Molto probabilmente Newcombe potrebbe avere una predilezione per la ricerca simbolista di Pascal, come nella copertina di Methodrone i volti dei componenti fatti della band sono solo percepiti, quasi immagini ridenti di un sogno, con l’epilogo stridente da cui traspare che ogni sorriso, alla fine, nasconde tra i denti un fiore selvatico e crudele. Ricercando in quei volti ed in quella armonia dei suoni densamente raccontata in Wisdom, quelle sacre “corrispondenze”, quei legami antichi e nascosti tra gli abissi dell’anima, tra oggetti di altre vite e sensazioni correnti. Con la percezione che diventa quel treno che transita al contrario, che scende lungo i pendii di quella piramide, fino a quel capolinea ed intreccio di realtà fisica e simbolica.

Perché le interazioni e le dialettiche angeliche tra Ragione ed Amore, tra il Dio strumentale e quello soprannaturale andrebbero a nozze con l’immersione nella notte ad occhi chiusi nel Methodrone-Verse, con la copertina costellata dalle immagini dei membri della band avvolte in una brughiera profonda ed il titolo dell’album che non lasciano dubbi sul fatto che quella architrave cartesiana viene radicalmente smontata e smembrata.

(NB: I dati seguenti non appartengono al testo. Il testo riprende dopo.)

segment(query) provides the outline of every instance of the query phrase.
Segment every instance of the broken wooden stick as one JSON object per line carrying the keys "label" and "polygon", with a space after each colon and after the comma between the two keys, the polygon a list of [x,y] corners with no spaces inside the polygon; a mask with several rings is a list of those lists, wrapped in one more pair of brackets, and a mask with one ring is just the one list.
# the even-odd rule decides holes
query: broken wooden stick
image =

Un po' come quando Hobbes affermò che il passaggio debole Cartesiano e nel quale crolla tutta la sua sintassi avviene quando si passa dalla constatazione dell’esperienza del pensiero all’affermazione dell’esistenza di una sostanza pensante. Qui casca l’asino, perché si passa dal piano di un dato dell’esperienza al piano di un’affermazione di tipo metafisico, ovvero il piano del riconoscimento di una realtà di cui non c’è esperienza.

Perché Dio appunto si sente. Si percepisce. Ma solitamente, non si vede.

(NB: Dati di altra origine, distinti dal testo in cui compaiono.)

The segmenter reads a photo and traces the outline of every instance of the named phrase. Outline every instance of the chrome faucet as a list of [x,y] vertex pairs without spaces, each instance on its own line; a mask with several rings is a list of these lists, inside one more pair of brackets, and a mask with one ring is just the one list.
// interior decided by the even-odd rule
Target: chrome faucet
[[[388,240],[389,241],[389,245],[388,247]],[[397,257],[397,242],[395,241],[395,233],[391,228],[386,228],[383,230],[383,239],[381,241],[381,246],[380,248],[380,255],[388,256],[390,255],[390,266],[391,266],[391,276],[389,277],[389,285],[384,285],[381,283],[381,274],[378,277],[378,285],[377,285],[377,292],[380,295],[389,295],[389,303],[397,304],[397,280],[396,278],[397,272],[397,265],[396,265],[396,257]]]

Methodrone è avvolto nell’interezza da una fitta e densa brughiera, parrebbe una creatura sospesa nelle acque e che si aggira al largo nella notte costeggiando fondali marini inesplorati, creatura aliena a tratti desolante, a tratti gioiosa. Il mistero della musica primordiale dei BJM si plasma e si dirama come una fonte di luce che avvolge volte e capitelli sospesi a mezz’aria, in misura con arpeggi e dettami a tratti banali, a tratti soprannaturali. Un microcosmo avvolto principalmente in tre accordi basilari, reiterati in un infinito temporale di volte di fumo sospese, con le parti dell’album che sembrano a volte così somigliarsi da sembrare unica fonte sonora di flussi. Con album interi di cui ci sembra alla fine di avere ascoltato una unica canzone di 70 minuti, ma ce la facciamo andare bene. Con il canto modulare di Newcombe non poche volte ansimante e straziante, non privo di stonature e personalismi vocali, ma ce la facciamo andare bene. Perché il segreto di perle come That Girl Suicide e Crushed è nella perfetta e geometrica armonia che governa il tutto, loop riverberi echo & distortions, parte di un unico mantra di matrice ultraterrena. Come già detto, sotto l’Adunanza di Forze Esterne e dalla Genesi Dominanti.